Because 99 seats aren’t that many, the audience is never far from the action. Equity’s intimate theater plan perfectly suited Los Angeles. It made an evening of theater feel like being on a movie set. Only without the false starts and multiple takes.
And intimate theater’s close-ups unspool in real-time and without the interference of a film editor.
Earlier this year, however, Equity decided to put an end to the special cultural scene it had created by implementing a new plan where all productions would be required to pay actors at least minimum wage. Perhaps surprisingly, most LA actors are upset with this new plan that ensures them pay. Why? Because when Equity originally set up the 99-seat plan, it was, by design, not meant to be economically viable based on ticket sales. Consequently, any additional financial burdens on most productions would mean the impossibility of mounting the shows at all. And, besides, LA actors found far more value in intimate theater performances than the promise of piddling minimum wages.

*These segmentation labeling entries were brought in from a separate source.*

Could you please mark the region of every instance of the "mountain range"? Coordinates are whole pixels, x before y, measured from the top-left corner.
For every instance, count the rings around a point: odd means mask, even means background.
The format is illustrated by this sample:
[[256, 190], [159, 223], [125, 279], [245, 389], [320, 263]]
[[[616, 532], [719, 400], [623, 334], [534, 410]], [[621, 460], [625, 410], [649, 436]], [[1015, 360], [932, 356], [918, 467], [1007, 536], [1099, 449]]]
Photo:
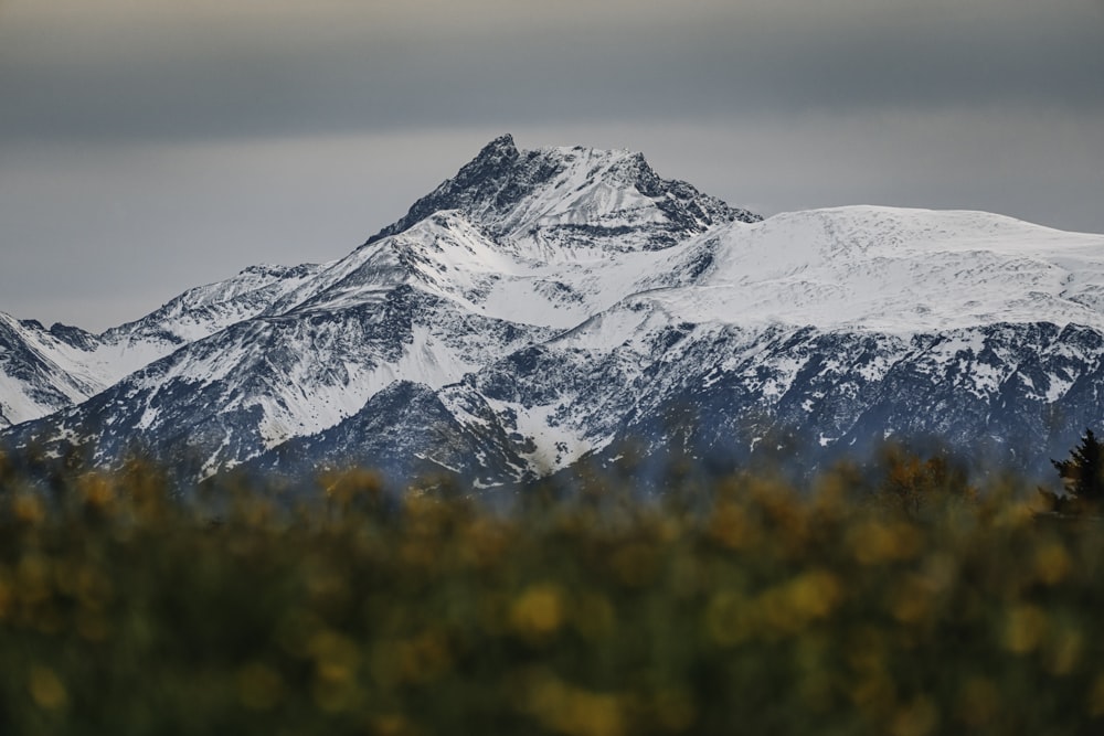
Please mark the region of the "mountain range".
[[1049, 471], [1104, 420], [1104, 235], [981, 212], [762, 218], [639, 153], [491, 141], [339, 260], [91, 334], [0, 314], [0, 441], [197, 480], [480, 487], [581, 460], [816, 469], [887, 439]]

While the Los Angeles Equity actors were all for modifying the old 99-Seat Theater Plan, they overwhelmingly rejected its elimination by a landslide 66% to 34% advisory vote. Just four days after this vote, however, their Union eliminated the old plan anyway. The new plan will commence on June 1, 2016.
As things currently stand, intimate theater as LA knows it is going away. Yet, I remain an optimist. Equity’s membership is made of artists and artists don’t casually destroy art forms. It’s simply bad for the artist and bad for the culture. There should be room to fix things without decimating them.
Unfortunately, the sounds made by actors in New York City indicate many don’t understand Los Angeles intimate theater. How could they? This is a unique art form available only to those in Los Angeles County. These New York stage actors, artists though they be, know less about intimate theater than the Angelenos who sit in the audience.
The new Equity President, Kate Shindle, might be an exception, however. For starters, she, herself, has acted on an LA intimate theater stage. And, as part of her presidential campaign, she became the only senior union officer who has actively conversed, face-to-face, with Los Angeles members on their home turf. She knows first-hand the frustrations of her fellow union members.
Perhaps if Kate Shindle also had direct experience with the LA audience, she could better make the case to the uninitiated back East. Consequently, people should share their personal stories of intimate theater with her. She can be reached by email:
Let’s provide President Shindle with needed documentation to help our local actors. They have willingly volunteered themselves for our cultural and emotional engagement. These artists deserve the opportunity to willingly continue in whatever manner they deem appropriate for their creative enrichment – and ours. Let us encourage Equity to sit down with Los Angeles and find a way to maintain and foster this intimate art form so that other cities, including New York, may experience its richness as well.